In the whole New York Diocese with its thousands of immigrants, there were only three priests who could speak the German language. "I can and must ordain you quickly," said the Bishop. "I need you." He sent the young man to the German Church of St. Nicholas on Second Street in Manhattan to prepare for ordination. (photo to left) It was most appropriate that Neumann's first assignment in America was to teach catechism in German to the group of children soon to receive first Communion. All his life he was deeply concerned for the religious education of young people in church and in school.
On Saturday, June 25, 1836 in old St. Patrick's Cathedral on Mott Street in New York, (sketch below) John Neumann was at last ordained by Bishop DuBois. The very next day he celebrated his first public Mass at St. Nicholas and gave first Holy Communion to the group of children he had prepared. The church overflowed with families, friends and parishioners who shared the joy of their German-speaking priest. That night, in his journal the new Father Neumann poured out to God his resolution for the days and years to come:
"I will pray to You that You may give me holiness, and to all the living and dead, pardon, that some day we may all be together with You, our dearest God."
Two days later, Neumann set out for Erie County at the far western edge of the New York diocese. He traveled by Hudson River steamer, railroad, stage coach and canal boat, headed for the remote area of the state where an inrush of immigrants had followed the opening of the Erie Canal. It was exactly the type of missionary duty to which the newly-ordained priest had dedicated himself.

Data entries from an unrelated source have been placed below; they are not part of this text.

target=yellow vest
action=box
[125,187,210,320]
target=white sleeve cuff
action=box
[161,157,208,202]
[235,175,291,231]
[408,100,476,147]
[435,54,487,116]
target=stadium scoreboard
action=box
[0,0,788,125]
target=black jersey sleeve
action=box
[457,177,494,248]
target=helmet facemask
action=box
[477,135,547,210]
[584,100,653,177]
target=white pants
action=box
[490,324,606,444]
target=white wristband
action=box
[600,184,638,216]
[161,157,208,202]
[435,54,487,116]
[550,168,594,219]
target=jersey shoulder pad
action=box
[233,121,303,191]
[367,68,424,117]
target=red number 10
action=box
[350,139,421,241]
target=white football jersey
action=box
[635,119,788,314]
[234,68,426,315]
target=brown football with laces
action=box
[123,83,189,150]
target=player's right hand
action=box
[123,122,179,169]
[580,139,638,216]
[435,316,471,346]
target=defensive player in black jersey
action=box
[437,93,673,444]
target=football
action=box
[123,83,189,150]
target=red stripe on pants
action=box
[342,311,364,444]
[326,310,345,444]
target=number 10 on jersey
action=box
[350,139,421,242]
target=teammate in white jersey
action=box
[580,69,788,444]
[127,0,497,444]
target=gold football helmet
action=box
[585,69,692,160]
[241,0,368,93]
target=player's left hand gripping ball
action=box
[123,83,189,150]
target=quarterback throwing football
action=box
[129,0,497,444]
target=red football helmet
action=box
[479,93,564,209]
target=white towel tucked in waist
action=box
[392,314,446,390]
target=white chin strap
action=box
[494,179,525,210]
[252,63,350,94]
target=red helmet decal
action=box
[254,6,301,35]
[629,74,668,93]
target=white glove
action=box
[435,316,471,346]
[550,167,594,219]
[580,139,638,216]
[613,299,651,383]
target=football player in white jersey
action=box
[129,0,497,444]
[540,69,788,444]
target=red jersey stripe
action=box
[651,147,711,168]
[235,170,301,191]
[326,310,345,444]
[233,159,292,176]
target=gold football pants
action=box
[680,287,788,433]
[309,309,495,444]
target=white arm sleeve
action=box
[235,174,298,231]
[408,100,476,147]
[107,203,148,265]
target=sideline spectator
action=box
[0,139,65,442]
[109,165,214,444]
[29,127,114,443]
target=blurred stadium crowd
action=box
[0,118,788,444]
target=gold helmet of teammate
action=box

For four years, 1836 to 1840, Neumann served as missionary in the farm country near Buffalo, New York. Much of the land was just being cleared of woodland and put into cultivation for the first time. Families were poor and widely scattered; towns were no more than a handful of houses; roads were bad, sometimes non-existent. The priest walked many miles from house to house, village to village, in good weather and foul. His duties took him as far northwest as Niagara Falls and as far east as Batavia. It was scarcely less fatiguing after he learned with some difficulty to ride a horse.